Was COVID cooked in a lab?  Is it part of a global plot to control the populous?  There are so many voices telling us we should listen to this source and not that one, but what should we really be doing?  Whom should we be listening to? 

This is going to be a very long blog.  We’re just warning you now.  But we’ve got a lot of important information to cover.  There is quite a significant amount of misinformation floating around online COVID-19 and in this blog, we’re going to try to compress this information based on my attempt to try and find as much independent information as we could locate, and we will include links below for you to read and study on your own.  We will look at the possible origins of the SARS-COV-2 virus, what we should be listening to and whom we should be listening to, and what we might expect in the next 4 months leading up to the election in the United States.  How safe are we?  How prepared should we be?  Who is telling the truth, and what part of the truth actually matters to us?

So let’s jump into the research.  We realize a lot of people are going to be offended by a lot of these talking points, but we’ve done all we can through research to avoid the political narratives about this pathogen and dig up information that will hopefully provide us with useful information.

Let us give you one word of warning.  When we become stuck on an idea or belief, it’s hard to listen to any opposing view that clashes with our worldview and ideas.  Let us say this again: we’ve done all we can through hours of research to get to just the facts.  Facts are so critical right now as we’re facing an event in our country the likes of which we haven’t seen in several generations and this pathogen does not care in the least bit about political narratives.  It will do what nature just does: find a way to survive and reproduce.  And we have a unique moment as a country to address this problem.  If we do nothing and dismiss it, it will be to our own detriment.  Life and death literally hang in the balance.

We’ll talk about sources and credibility later in this blog. We will also tell you, we’re going to cite from a full spectrum of resources out there.  Left, right, middle of the road, peer-reviewed, and speculative.  We are fully aware that there are times when we read sources we don’t agree with, but we’ve tried to include even those that run against my own views if they support what is being consistently observed.

Alright, let’s do this.

Point number 1 – SARS-CoV-2.  What is it and where did it come from?
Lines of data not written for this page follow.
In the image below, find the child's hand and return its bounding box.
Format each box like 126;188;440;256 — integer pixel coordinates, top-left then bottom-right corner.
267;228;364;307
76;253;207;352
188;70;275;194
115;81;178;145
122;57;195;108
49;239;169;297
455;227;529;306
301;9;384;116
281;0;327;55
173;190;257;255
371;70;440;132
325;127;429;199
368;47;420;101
SARS-CoV-2 is the name of the virus–Severe Acute Respiratory Syndrome Coronavirus 2.  COVID-19 is the sickness it causes, but we commonly refer to it by just COVID.  For the purpose of this blog, we will call it by its correct name–SARS-CoV-2.  

So, where did SARS-CoV-2 come from?  There are three prevailing stances on this.  First, some maintain that it’s a novel virus naturally released.  They maintain that it was because of natural exposure at an exotic wet market in Wuhan.  When humans are in close proximity to animals, zoonotic diseases eventually jump from animal to human.  That is what zoonotic means, they move from animal to human or human to animal.  You may have heard of a few zoonotic diseases like rabies and Lyme disease.  Others, like MERS, SARS, Zika, rabbit fever, anthrax, and bird flu are less well known but sometimes more fatal.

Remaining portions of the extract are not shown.